It has gone over precisely no one’s head within the bubble of fashion – and, actually, now quite far outside its reaches – that the house of Chanel is currently without a creative lead. Names have been enthusiastically flung into the ring for the past few months, with increasingly feverish speculation. Why? Because Chanel is not only one of the world’s biggest luxury houses, but sports one of its most magnetic histories. Gabrielle Chanel was the only fashion designer named in Time magazine’s list of the hundred most influential people of the 20th century – because Chanel transcended the limitations of the industry, inventing a style not once, but twice. She altered the way people dressed. What a legacy.
Thus, when Chanel should have been rudderless without a creative lead, in actual fact it could sail along just fine for its Spring/Summer 2025 ready-to-wear collection. The design team responsible for the collection had done their homework – thanks to multiple Chanel exhibitions (Gabrielle Chanel. Fashion Manifesto is currently on view in Shanghai), and the few hundred books published about her and her clothes over the years. And also thanks to Chanel’s own extensive archives, kept hermetically sealed on the outskirts of Paris.
It was there, for instance, that the design team discovered a surreal dress from Spring/Summer 1939, trimmed in feathers and printed with artistic illustrations of the fronds. They revived that for 2025. They also, possibly, wound up watching a few videos on YouTube, like Jean-Paul Goude’s 1991 Coco perfume campaign, with Vanessa Paradis perched in a giant gilded cage (symbolism much?). In white, a reiterated version of that cage punctuated the nave of the Grand Palais – which we entered through the ‘Gabrielle Chanel’ entrance, rechristened after Chanel’s bank-busting support of the restoration of the monumental building. Chanel’s cultural capital is difficult to beat.
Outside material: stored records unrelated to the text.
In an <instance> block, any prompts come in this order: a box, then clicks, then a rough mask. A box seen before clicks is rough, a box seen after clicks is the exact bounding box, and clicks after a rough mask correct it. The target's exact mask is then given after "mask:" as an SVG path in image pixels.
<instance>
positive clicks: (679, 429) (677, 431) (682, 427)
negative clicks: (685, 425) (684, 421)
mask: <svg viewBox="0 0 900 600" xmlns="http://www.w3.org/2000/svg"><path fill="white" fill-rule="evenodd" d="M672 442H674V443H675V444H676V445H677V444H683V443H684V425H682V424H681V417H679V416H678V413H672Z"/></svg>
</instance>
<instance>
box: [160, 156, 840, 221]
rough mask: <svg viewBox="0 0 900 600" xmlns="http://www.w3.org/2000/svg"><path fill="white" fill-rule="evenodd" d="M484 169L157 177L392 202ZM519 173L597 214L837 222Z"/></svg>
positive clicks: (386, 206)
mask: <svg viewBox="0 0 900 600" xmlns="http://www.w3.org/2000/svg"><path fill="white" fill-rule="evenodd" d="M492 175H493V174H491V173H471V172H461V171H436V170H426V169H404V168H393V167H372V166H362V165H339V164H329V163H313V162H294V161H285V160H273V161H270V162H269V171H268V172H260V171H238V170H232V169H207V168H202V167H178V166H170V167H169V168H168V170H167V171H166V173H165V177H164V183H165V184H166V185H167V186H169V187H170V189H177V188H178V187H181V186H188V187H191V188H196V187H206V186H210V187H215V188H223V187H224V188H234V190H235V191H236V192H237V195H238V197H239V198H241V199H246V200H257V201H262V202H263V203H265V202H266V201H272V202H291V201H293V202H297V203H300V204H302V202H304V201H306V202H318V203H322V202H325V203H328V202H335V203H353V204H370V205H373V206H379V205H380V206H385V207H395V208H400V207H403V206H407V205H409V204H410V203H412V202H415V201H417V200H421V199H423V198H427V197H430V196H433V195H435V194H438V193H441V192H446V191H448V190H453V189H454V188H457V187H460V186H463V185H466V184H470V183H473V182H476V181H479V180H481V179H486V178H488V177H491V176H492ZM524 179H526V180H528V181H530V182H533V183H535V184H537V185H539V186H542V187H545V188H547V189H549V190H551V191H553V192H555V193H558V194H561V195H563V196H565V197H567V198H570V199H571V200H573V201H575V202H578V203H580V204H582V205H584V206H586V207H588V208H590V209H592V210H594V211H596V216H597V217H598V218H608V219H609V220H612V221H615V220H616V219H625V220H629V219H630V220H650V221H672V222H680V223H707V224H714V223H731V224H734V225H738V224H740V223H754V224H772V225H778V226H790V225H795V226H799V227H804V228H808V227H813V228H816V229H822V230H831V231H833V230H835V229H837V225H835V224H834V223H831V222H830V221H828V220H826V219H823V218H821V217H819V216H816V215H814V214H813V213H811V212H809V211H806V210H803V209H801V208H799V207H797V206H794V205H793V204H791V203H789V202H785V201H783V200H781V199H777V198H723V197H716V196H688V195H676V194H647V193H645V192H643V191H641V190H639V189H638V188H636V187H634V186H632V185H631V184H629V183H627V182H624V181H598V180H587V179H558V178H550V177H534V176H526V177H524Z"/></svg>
The collection itself riffed gently on those ideas – birds, feathers, twisted into ceaseless Chanel-isms. Riley Keough, Elvis’ granddaughter, played Paradis and swung on a perch in the cage while singing When Doves Cry – more bird symbolism. Incidentally, Chanel’s nickname of ‘Coco’ came from a cabaret song where she impersonated a cockerel’s crow – a ‘cocorico’, in French. And the collection itself was a breezy, easy whirlwind trip through Chanel’s timeless and ever-relevant house codes, from lightweight tweeds and jerseys, to billowy chiffons, to graphic black and white, in 77 riffs. Bows were knotted at the neck, pearls dangled, shoes were two-tone – although in their jacked-up platform proportions, they reminded you of Karl Lagerfeld’s ‘Minnie Mouse’ Chanel shoes of the early 1990s.
Lagerfeld’s ghost was as present here as Gabrielle Chanel’s, the endless remixer of her original greatest hits. So alongside classic tweeds, they came in Candy Crush colours, crashed together with denims – as Lagerfeld first did, scandalously, in 1991 – and cropped to mini level. Even that throwback to 1939 was a Lagerfeldian nod – he sometimes claimed to have been born in 1939 (making him a teen prodigy when he won the 1954 Wool Secretariat Prize alongside Yves Saint Laurent, as opposed to an astute and trained 21-year-old designer). And he often said that Chanel’s clothes of the 1930s were his favourite – they reflected his youth, the wardrobe his mother wore. So to see its reincarnation roaming the aisles of the Grand Palais, where he staged Chanel’s biggest triumphs, was satisfying.
Yet both that – and those Minnie Mouse platforms – reminded everyone present how big Lagerfeld’s shoes are chez Chanel, a creative director who managed to recreate a fashion house not in his own image, but in an image he devised and edited from an original – sharpened, retouched and redeveloped, like the expert photographer Lagerfeld was, alongside designer, author, wit, even dietician. It’s difficult to imagine who could follow – to borrow one of his aphorisms, scrawled under an image of the Chanel suit he ceaselessly reinvented: “Not what, but how next?” That’s exactly the question around Chanel, although this superb show of exactly what Chanel stands for then and now, was far greater than a mere exercise in treading water.